Enfermeiros de Bom Jardim protestam cobrando o Piso Salarial

Profissionais da enfermagem protestam em Bom Jardim, na manhã desta quarta-feira (21), contra a suspensão da lei que fixa o piso salarial da categoria, por decisão do Supremo Tribunal Federal (STF) (Veja detalhes abaixo).

Os manifestantes se reuniram por volta das 8 horas na Praça Governador José Sarney e seguiram em marcha até ao Hospital Antonio Lopes Varão, de lá, percorreram as principais ruas da cidade, fazendo paradas e gritos de ordem.

A manifestação contou com o apoio da Secretaria Municipal de Saúde de Bom Jardim, a prefeita do município, Cristiane Varão, esteve também no ato, com os manifestantes apoiando o piso salarial.

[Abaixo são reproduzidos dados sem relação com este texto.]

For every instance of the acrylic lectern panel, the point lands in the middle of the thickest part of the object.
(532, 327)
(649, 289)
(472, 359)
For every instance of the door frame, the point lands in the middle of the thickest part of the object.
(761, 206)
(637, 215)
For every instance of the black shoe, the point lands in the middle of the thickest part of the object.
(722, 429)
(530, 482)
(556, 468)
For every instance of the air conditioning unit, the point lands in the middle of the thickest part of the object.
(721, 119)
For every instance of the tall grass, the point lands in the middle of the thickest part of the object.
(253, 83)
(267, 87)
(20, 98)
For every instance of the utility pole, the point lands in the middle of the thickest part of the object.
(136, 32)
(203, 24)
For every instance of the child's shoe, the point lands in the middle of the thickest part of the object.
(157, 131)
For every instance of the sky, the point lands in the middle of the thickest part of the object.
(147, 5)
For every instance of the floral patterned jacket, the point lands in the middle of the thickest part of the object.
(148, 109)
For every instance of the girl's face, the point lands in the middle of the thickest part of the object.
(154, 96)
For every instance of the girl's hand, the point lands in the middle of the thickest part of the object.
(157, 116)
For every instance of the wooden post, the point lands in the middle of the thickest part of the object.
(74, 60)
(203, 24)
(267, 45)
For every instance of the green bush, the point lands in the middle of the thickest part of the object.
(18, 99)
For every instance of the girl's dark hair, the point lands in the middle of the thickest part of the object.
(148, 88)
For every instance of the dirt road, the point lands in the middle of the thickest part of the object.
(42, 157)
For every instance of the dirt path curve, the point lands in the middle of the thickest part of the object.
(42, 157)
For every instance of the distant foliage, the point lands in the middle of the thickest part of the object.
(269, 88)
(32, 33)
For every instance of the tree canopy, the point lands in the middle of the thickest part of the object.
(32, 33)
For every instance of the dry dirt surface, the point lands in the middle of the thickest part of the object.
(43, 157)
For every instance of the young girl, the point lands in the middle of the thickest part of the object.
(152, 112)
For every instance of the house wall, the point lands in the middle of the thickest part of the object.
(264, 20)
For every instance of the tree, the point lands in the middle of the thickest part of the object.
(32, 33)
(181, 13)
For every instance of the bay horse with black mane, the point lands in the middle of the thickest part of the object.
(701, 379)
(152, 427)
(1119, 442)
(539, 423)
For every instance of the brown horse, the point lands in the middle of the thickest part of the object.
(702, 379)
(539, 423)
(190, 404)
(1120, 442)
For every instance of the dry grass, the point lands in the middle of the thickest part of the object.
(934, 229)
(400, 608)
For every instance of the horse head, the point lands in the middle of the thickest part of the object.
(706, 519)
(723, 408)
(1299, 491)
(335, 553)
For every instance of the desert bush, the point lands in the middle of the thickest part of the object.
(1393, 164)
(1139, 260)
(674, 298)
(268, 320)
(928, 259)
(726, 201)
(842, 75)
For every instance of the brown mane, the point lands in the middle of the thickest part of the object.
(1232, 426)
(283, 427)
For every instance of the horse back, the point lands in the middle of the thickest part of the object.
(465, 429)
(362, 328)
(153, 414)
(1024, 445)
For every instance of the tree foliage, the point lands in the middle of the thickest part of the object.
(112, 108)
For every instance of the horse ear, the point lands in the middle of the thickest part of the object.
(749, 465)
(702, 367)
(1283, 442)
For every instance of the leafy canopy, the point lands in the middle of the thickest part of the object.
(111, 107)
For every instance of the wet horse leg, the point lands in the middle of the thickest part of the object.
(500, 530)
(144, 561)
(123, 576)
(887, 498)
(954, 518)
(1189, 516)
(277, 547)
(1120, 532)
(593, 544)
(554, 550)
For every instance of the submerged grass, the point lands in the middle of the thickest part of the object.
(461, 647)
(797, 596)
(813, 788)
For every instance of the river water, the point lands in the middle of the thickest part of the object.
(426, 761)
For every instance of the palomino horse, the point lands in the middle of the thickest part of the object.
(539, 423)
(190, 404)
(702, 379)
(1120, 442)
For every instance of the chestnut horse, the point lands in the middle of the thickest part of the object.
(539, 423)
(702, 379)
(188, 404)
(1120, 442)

Prefeita do município participou da manifestação

Mesmo com a paralisação e manifestação, a categoria manteve o mínimo exigido de profissionais trabalhando no Hospital Municipal, sem prejuízos para a população.

ENTENDA:

Decisão do STF
No dia 15 de setembro, o plenário do STF manteve uma decisão do ministro Luís Roberto Barroso que suspendeu a lei que fixa pisos salariais para enfermeiros, técnicos de enfermagem, auxiliares de enfermagem e parteiras. A suspensão vale até que sejam analisados os impactos da medida na qualidade dos serviços de saúde e no orçamento de municípios e estados.
A norma foi aprovada em julho pelo Congresso, e sancionada em agosto pelo presidente Jair Bolsonaro (PL). O piso salarial de enfermeiros foi fixado em R$ 4.750. A norma também determinou que a remuneração de técnicos de enfermagem, auxiliares de enfermagem e parteiras seja calculado com base nesse montante. Veja abaixo:
técnicos de enfermagem: R$ 3.325 (70% do piso dos enfermeiros);
auxiliares de enfermagem: R$ 2.375 (50% do piso dos enfermeiros);
parteiras: R$ 2.375 (50% do piso dos enfermeiros).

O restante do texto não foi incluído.